Music theory in a new way
Our aim
The goal of this site is to present music theory in a new way, in order to improve its general understanding at a basic level.
With a few logical tweaks and some new illustrative ideas, we seek to contribute to a pedagogical debate about music education.
Note that our presentation of music theory is not bound to understanding the tangents of the piano.
All materials are developed in dialogue with our pupils (age six upwards) from Danish comprehensive schools and music schools, with amateur musicians and with professional colleagues.

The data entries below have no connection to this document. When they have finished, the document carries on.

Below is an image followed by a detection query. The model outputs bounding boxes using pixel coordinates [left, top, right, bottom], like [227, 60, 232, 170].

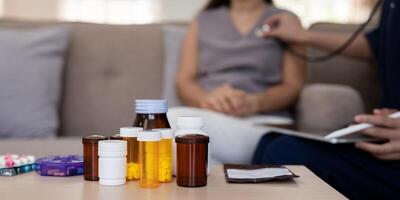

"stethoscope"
[255, 0, 384, 62]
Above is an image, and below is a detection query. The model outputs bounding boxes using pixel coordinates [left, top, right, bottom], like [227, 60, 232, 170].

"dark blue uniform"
[366, 0, 400, 109]
[253, 0, 400, 200]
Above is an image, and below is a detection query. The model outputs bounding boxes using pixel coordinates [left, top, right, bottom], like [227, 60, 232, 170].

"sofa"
[0, 19, 380, 136]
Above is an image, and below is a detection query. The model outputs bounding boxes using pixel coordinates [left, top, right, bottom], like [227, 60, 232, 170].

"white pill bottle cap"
[175, 117, 208, 136]
[135, 99, 168, 114]
[119, 127, 143, 137]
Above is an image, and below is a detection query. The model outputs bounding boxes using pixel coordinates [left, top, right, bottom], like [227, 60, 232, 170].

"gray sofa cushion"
[0, 27, 70, 137]
[163, 25, 186, 107]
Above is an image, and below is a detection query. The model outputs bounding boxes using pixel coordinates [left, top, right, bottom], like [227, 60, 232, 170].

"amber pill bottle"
[82, 135, 107, 181]
[175, 117, 210, 187]
[133, 99, 171, 130]
[120, 127, 143, 181]
[138, 131, 161, 188]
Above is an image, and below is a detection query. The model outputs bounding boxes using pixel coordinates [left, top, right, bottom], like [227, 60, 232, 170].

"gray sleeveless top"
[197, 7, 282, 93]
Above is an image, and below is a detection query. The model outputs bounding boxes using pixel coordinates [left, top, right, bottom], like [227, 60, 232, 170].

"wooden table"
[0, 138, 345, 200]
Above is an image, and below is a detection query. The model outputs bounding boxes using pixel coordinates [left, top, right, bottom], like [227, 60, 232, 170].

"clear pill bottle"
[133, 99, 171, 130]
[175, 117, 210, 187]
[154, 129, 174, 183]
[82, 135, 107, 181]
[99, 140, 127, 185]
[120, 127, 143, 181]
[138, 131, 161, 188]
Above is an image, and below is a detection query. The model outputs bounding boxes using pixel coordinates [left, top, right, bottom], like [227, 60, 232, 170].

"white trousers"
[168, 107, 284, 165]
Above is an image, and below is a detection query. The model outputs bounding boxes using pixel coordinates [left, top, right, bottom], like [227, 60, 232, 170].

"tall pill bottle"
[82, 135, 107, 181]
[99, 140, 127, 185]
[138, 131, 161, 188]
[175, 117, 210, 187]
[120, 127, 143, 181]
[133, 99, 171, 130]
[154, 129, 174, 183]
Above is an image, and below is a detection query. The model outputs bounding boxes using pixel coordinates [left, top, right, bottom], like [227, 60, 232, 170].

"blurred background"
[0, 0, 375, 27]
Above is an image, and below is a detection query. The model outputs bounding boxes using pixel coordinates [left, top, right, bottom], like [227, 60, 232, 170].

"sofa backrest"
[0, 21, 164, 136]
[307, 23, 381, 111]
[0, 20, 380, 136]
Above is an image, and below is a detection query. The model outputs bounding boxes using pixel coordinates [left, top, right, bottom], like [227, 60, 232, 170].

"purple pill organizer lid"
[36, 155, 83, 176]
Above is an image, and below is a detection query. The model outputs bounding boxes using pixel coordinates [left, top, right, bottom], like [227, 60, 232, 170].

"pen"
[325, 112, 400, 139]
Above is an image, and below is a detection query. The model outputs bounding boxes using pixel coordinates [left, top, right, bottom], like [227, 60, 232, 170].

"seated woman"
[168, 0, 304, 163]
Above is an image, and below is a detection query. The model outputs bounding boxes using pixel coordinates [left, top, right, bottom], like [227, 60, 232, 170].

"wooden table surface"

The premise of music education in Denmark combines recognition of social and cultural aspects with a musical learning spiral: Practice/Performance - Appreciation/Comprehension - Creativity. This spiralling and inspiring definition suggests an openess toward definition and redefinition on the basis of experience and new thinking.
None-the-less, there are aspects of music theory as it traditionally is presented that rely more on rote learning than on premises that can withstand logical argumentation. At times we experience angry reactions to the thoughts presented here. Such reactions imply emotion rather than pedagogical reasoning.
Music educators are not doomed to repeat historical praxis. Indeed a more logical presentation of music theory could invite cross-subject educational work. Our interdisciplinary work with music and mathematics has been dubbed musematics by our pupils.

The theory on this site is summarized in our Music Table which we have designed as a practical rebus. The face of the Scale Clock turns, so any key can be decifered. Click on the icons to see the pictures in large format. Examples and exercises are adapted for use with Smart Board/interactive classroom boards.
The witch, Old Toza, has been with us since the beginning of the project.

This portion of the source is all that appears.